Trafic de drogue : un narcotrafiquant marseillais condamné à 12 ans de prison
La justice française vient de frapper un grand coup dans la lutte contre le narcotrafic marseillais. Le tribunal correctionnel de Marseille a prononcé une lourde condamnation à l’encontre d’un homme désigné comme l’un des principaux acteurs du trafic de stupéfiants dans la cité phocéenne. Cette affaire met en lumière l’ampleur d’un réseau criminel qui a alimenté la guerre des gangs dans les quartiers nord de la ville.
Une condamnation exemplaire pour trafic à grande échelle
Félix Bingui écope de 12 années d’emprisonnement assorties d’une amende de 200 000 euros. Le tribunal a examiné son dossier aux côtés de 19 coprévenus, dont deux font toujours l’objet d’un mandat d’arrêt et restent introuvables.
Le parcours judiciaire du condamné témoigne d’une délinquance installée : pas moins de 13 inscriptions figurent à son casier judiciaire. Cette récidive chronique a pesé lourd dans la balance lors des délibérations.
L’extradition depuis le Maroc
C’est en janvier dernier que Félix Bingui a été remis aux autorités françaises par le royaume chérifien. Les chefs d’accusation retenus contre lui incluaient le trafic de stupéfiants, l’association de malfaiteurs et le blanchiment d’argent.
Le ministre de la Justice Gérald Darmanin n’avait pas hésité à qualifier le prévenu comme « l’un des plus gros narcotrafiquants du pays », soulignant l’importance de cette arrestation pour les services de police.
À la tête du réseau Yoda
Les enquêteurs attribuent à Bingui la direction du clan Yoda, une organisation criminelle qui contrôlait plusieurs points de vente de drogue dans la cité marseillaise. Le site baptisé « La Fontaine » constituait notamment une source majeure de revenus pour le réseau.

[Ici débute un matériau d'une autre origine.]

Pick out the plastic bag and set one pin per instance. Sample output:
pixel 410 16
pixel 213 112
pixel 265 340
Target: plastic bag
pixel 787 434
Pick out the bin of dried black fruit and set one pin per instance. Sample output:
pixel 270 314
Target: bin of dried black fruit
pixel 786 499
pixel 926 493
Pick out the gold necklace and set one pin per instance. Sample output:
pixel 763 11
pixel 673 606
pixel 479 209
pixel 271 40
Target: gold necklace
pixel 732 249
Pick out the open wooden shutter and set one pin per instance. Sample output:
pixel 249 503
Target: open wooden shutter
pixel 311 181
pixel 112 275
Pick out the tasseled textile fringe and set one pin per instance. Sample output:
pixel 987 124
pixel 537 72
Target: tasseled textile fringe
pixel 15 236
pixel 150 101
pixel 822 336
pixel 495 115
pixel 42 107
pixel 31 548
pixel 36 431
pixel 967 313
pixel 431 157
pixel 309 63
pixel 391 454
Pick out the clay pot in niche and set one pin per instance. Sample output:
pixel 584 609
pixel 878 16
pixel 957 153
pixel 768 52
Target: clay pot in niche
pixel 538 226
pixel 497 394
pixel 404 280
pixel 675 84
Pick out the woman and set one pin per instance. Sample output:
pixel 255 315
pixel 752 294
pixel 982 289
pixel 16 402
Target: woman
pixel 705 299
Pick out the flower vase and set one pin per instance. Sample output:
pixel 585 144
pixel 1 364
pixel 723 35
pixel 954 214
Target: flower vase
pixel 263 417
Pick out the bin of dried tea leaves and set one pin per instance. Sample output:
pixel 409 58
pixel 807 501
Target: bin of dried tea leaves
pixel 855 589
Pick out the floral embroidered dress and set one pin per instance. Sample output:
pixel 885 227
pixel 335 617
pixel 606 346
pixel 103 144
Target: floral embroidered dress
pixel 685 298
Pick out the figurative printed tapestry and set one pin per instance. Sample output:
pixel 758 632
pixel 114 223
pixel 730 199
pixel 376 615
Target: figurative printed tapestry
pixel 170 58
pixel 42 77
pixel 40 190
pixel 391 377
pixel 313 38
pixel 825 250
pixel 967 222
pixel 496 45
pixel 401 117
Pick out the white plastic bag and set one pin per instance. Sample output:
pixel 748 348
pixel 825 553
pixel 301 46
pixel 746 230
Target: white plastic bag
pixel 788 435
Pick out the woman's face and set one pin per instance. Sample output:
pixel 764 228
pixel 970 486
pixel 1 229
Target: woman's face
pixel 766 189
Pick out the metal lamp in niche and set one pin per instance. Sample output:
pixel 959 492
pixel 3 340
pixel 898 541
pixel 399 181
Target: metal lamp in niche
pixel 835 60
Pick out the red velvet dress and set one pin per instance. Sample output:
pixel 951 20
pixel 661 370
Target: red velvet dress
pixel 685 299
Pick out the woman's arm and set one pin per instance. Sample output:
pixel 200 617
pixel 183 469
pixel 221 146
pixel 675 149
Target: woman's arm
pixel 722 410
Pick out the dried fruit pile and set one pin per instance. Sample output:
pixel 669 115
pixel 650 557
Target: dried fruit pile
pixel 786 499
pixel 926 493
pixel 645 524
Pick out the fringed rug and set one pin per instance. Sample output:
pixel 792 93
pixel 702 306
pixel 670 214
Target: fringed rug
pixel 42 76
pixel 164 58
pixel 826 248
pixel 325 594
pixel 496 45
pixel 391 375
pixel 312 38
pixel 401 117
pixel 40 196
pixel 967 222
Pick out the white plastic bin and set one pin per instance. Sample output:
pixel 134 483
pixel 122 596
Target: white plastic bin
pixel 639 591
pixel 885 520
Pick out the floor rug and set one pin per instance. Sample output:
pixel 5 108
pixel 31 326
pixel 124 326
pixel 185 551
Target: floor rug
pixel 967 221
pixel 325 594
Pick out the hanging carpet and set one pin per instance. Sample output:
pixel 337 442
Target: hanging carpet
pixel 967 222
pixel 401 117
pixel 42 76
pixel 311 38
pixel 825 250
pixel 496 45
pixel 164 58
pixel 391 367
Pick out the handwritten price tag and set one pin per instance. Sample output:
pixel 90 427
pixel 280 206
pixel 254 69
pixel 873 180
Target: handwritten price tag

Entre août 2021 et juin 2023, les forces de l’ordre ont multiplié les surveillances et placé les suspects sur écoute. Ces investigations ont permis de documenter l’étendue des activités illicites et les sommes colossales générées.
Des profits considérables
Le représentant du ministère public a insisté sur les « quantités astronomiques » de drogues écoulées et les profits engrangés par l’organisation. Ces montants vertigineux illustrent la puissance financière des réseaux de narcotrafic marseillais.
Une guerre de territoire meurtrière
Au début de l’année 2023, Marseille a connu une escalade de violence entre le gang des Yoda et la DZ Mafia. Cette confrontation sanglante pour le contrôle des zones de vente a provoqué plusieurs règlements de comptes dans la ville.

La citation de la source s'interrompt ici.